Silenciosamente, chegou por trás dela e depositou um beijo em sua cabeça, por entre as madeixas castanhas. Violeta não precisou pensar muito para reconhecer como sendo Pedro, o único que tinha o direito de tal recepção, muito embora ele não soubesse realmente disso, e seu sorriso aumentou. Assim, ele pôs diante dela, com um sorriso quase tão imenso quanto o dela, e olhou-a profunda e ternamente em seus olhos. Ela retribuiu o olhar da mesma forma, e de longe era possível sentir o carinho que nutriam um pelo o outro e o qual já não necessitava de palavras ditas ou escritas para que se fosse concretizado. Também, pudera, Pedro havia sido impedido de falar, ainda quando bebê, no entanto, e por causa disso, se aperfeiçoara na arte de saber ouvir e enxergar as coisas com mais clareza, e isso por si só já era o suficiente para Violeta, que depois de tanto tempo tendo-o apenas como um grande amigo, sabia que nunca seria capaz de encontrar outra pessoa que a compreendesse tanto e que ala amasse demais.

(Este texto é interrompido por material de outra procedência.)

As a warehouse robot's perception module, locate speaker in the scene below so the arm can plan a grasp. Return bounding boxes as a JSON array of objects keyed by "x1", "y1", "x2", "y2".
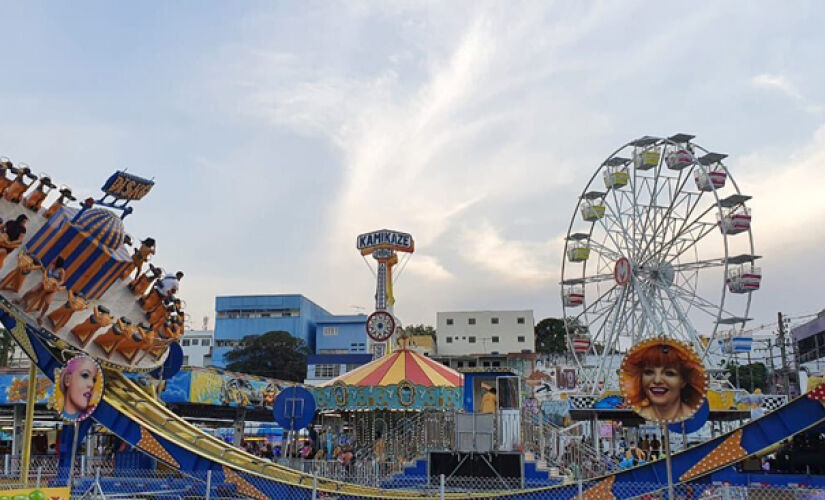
[
  {"x1": 455, "y1": 413, "x2": 495, "y2": 453},
  {"x1": 430, "y1": 451, "x2": 521, "y2": 478}
]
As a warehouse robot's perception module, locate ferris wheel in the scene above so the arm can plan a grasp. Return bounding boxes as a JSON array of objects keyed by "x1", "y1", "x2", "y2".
[{"x1": 561, "y1": 134, "x2": 762, "y2": 392}]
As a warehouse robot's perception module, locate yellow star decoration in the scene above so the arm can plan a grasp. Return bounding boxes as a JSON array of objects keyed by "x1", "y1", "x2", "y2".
[
  {"x1": 223, "y1": 466, "x2": 269, "y2": 500},
  {"x1": 138, "y1": 427, "x2": 180, "y2": 468},
  {"x1": 679, "y1": 429, "x2": 748, "y2": 481},
  {"x1": 582, "y1": 476, "x2": 616, "y2": 500}
]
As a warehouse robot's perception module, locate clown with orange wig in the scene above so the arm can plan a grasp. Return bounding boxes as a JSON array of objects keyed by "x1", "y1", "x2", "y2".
[{"x1": 620, "y1": 338, "x2": 707, "y2": 423}]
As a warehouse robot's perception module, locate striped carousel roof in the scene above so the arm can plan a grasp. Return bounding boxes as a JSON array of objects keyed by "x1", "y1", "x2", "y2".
[
  {"x1": 321, "y1": 349, "x2": 464, "y2": 387},
  {"x1": 74, "y1": 208, "x2": 126, "y2": 250}
]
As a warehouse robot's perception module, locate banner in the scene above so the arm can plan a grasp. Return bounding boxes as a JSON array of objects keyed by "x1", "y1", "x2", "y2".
[{"x1": 0, "y1": 486, "x2": 69, "y2": 500}]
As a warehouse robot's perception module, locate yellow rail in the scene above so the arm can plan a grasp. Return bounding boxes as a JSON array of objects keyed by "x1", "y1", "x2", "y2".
[{"x1": 104, "y1": 371, "x2": 512, "y2": 498}]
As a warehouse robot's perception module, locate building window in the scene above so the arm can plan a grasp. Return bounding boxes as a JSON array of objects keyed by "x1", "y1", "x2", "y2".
[{"x1": 315, "y1": 364, "x2": 341, "y2": 378}]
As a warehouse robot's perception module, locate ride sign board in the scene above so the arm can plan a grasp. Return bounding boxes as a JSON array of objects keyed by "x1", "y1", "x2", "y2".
[
  {"x1": 356, "y1": 229, "x2": 415, "y2": 255},
  {"x1": 613, "y1": 257, "x2": 630, "y2": 286},
  {"x1": 272, "y1": 386, "x2": 316, "y2": 430},
  {"x1": 101, "y1": 170, "x2": 155, "y2": 200}
]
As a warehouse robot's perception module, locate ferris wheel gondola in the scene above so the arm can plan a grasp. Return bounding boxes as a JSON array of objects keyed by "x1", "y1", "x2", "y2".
[{"x1": 561, "y1": 134, "x2": 762, "y2": 390}]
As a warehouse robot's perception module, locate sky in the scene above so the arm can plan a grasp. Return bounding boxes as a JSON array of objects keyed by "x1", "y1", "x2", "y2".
[{"x1": 0, "y1": 0, "x2": 825, "y2": 336}]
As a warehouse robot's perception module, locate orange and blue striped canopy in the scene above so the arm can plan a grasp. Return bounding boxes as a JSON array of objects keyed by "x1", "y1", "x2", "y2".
[{"x1": 321, "y1": 349, "x2": 464, "y2": 387}]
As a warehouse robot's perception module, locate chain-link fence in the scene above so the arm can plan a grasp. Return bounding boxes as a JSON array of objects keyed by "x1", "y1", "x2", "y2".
[{"x1": 0, "y1": 455, "x2": 825, "y2": 500}]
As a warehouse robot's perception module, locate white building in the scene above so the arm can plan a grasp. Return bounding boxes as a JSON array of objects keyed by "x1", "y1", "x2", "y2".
[
  {"x1": 436, "y1": 310, "x2": 536, "y2": 357},
  {"x1": 180, "y1": 330, "x2": 215, "y2": 367}
]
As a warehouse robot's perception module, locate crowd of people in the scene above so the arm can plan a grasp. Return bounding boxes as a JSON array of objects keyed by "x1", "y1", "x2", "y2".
[
  {"x1": 762, "y1": 430, "x2": 825, "y2": 474},
  {"x1": 242, "y1": 426, "x2": 366, "y2": 468}
]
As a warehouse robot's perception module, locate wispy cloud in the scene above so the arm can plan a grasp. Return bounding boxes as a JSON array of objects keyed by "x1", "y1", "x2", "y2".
[{"x1": 751, "y1": 73, "x2": 822, "y2": 113}]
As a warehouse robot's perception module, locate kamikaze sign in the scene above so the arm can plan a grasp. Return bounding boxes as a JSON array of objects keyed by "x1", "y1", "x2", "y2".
[{"x1": 356, "y1": 229, "x2": 415, "y2": 255}]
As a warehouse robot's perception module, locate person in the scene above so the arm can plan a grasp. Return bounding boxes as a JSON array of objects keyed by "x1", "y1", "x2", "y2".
[
  {"x1": 621, "y1": 339, "x2": 706, "y2": 422},
  {"x1": 157, "y1": 271, "x2": 183, "y2": 297},
  {"x1": 17, "y1": 257, "x2": 66, "y2": 324},
  {"x1": 54, "y1": 356, "x2": 103, "y2": 421},
  {"x1": 639, "y1": 434, "x2": 650, "y2": 453},
  {"x1": 0, "y1": 214, "x2": 29, "y2": 267},
  {"x1": 481, "y1": 387, "x2": 497, "y2": 413},
  {"x1": 0, "y1": 249, "x2": 43, "y2": 293},
  {"x1": 307, "y1": 424, "x2": 318, "y2": 455}
]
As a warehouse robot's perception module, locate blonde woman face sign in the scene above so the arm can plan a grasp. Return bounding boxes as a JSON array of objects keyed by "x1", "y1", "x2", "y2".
[
  {"x1": 642, "y1": 366, "x2": 690, "y2": 420},
  {"x1": 63, "y1": 358, "x2": 98, "y2": 415}
]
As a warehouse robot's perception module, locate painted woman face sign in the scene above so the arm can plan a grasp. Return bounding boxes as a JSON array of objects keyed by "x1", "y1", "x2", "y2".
[
  {"x1": 620, "y1": 338, "x2": 707, "y2": 423},
  {"x1": 51, "y1": 356, "x2": 103, "y2": 422}
]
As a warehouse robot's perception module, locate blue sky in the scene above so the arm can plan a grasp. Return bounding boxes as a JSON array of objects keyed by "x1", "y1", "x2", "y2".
[{"x1": 0, "y1": 1, "x2": 825, "y2": 334}]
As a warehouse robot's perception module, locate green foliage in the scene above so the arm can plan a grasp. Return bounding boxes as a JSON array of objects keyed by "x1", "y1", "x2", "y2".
[
  {"x1": 404, "y1": 325, "x2": 435, "y2": 338},
  {"x1": 535, "y1": 318, "x2": 567, "y2": 354},
  {"x1": 0, "y1": 328, "x2": 14, "y2": 366},
  {"x1": 725, "y1": 361, "x2": 768, "y2": 392},
  {"x1": 224, "y1": 331, "x2": 309, "y2": 382}
]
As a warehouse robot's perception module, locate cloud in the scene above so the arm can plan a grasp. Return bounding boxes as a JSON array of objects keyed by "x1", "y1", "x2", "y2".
[
  {"x1": 461, "y1": 224, "x2": 558, "y2": 286},
  {"x1": 751, "y1": 73, "x2": 822, "y2": 113}
]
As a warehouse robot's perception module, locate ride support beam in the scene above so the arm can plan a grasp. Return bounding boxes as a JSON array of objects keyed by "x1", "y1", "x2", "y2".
[{"x1": 20, "y1": 361, "x2": 37, "y2": 484}]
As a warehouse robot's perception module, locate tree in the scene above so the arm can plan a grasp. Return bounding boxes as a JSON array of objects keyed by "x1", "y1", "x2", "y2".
[
  {"x1": 224, "y1": 330, "x2": 310, "y2": 382},
  {"x1": 404, "y1": 325, "x2": 435, "y2": 338},
  {"x1": 535, "y1": 318, "x2": 567, "y2": 354},
  {"x1": 726, "y1": 361, "x2": 768, "y2": 392},
  {"x1": 0, "y1": 328, "x2": 14, "y2": 366}
]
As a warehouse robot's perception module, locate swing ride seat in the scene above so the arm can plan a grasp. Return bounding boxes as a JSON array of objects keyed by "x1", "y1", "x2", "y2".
[
  {"x1": 604, "y1": 168, "x2": 630, "y2": 189},
  {"x1": 567, "y1": 247, "x2": 590, "y2": 262},
  {"x1": 694, "y1": 170, "x2": 728, "y2": 191},
  {"x1": 564, "y1": 290, "x2": 584, "y2": 307},
  {"x1": 582, "y1": 205, "x2": 605, "y2": 222},
  {"x1": 633, "y1": 148, "x2": 662, "y2": 170}
]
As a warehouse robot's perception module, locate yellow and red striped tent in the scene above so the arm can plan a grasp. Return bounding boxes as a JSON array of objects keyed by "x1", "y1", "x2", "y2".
[{"x1": 319, "y1": 349, "x2": 464, "y2": 387}]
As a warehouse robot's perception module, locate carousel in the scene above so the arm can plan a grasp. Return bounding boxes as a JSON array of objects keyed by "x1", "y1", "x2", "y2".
[{"x1": 312, "y1": 334, "x2": 463, "y2": 461}]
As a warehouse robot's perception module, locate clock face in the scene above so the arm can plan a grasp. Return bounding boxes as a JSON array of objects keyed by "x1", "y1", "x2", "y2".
[{"x1": 367, "y1": 311, "x2": 395, "y2": 342}]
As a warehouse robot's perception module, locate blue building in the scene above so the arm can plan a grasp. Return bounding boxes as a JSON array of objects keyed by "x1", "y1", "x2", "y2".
[
  {"x1": 212, "y1": 295, "x2": 334, "y2": 367},
  {"x1": 305, "y1": 314, "x2": 372, "y2": 385},
  {"x1": 212, "y1": 295, "x2": 372, "y2": 383}
]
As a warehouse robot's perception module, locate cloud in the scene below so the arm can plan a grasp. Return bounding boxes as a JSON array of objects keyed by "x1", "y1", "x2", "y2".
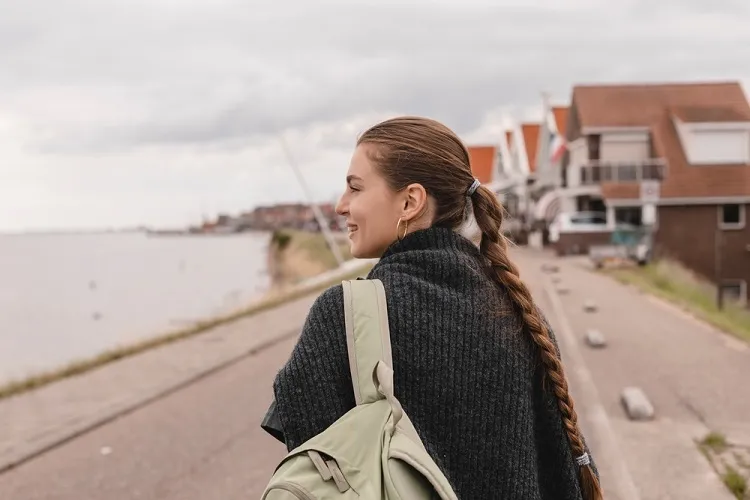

E uma vez que o sentimento era recíproco, bastou que ele revelasse o lindo buquê de violetas para que ambos se dessem conta de que, enfim, não havia mais como adiar o inevitável. Palavras não podiam expressar tudo o que sentiam em seus corações naquele momento, mas os sorrisos bem que chegaram perto, e tão logo eles apareceram, desapareceram também. Foi quando a distância teve de ser vencida, e compartilhando de um abraço extremamente apaixonado e reconfortante, o beijo aconteceu. E o amor também.
Porque, certas vezes, nem todas as palavras do mundo são capazes de dizer o que, muitas vezes, só um olhar é capaz de mostrar o que o coração sente de verdade.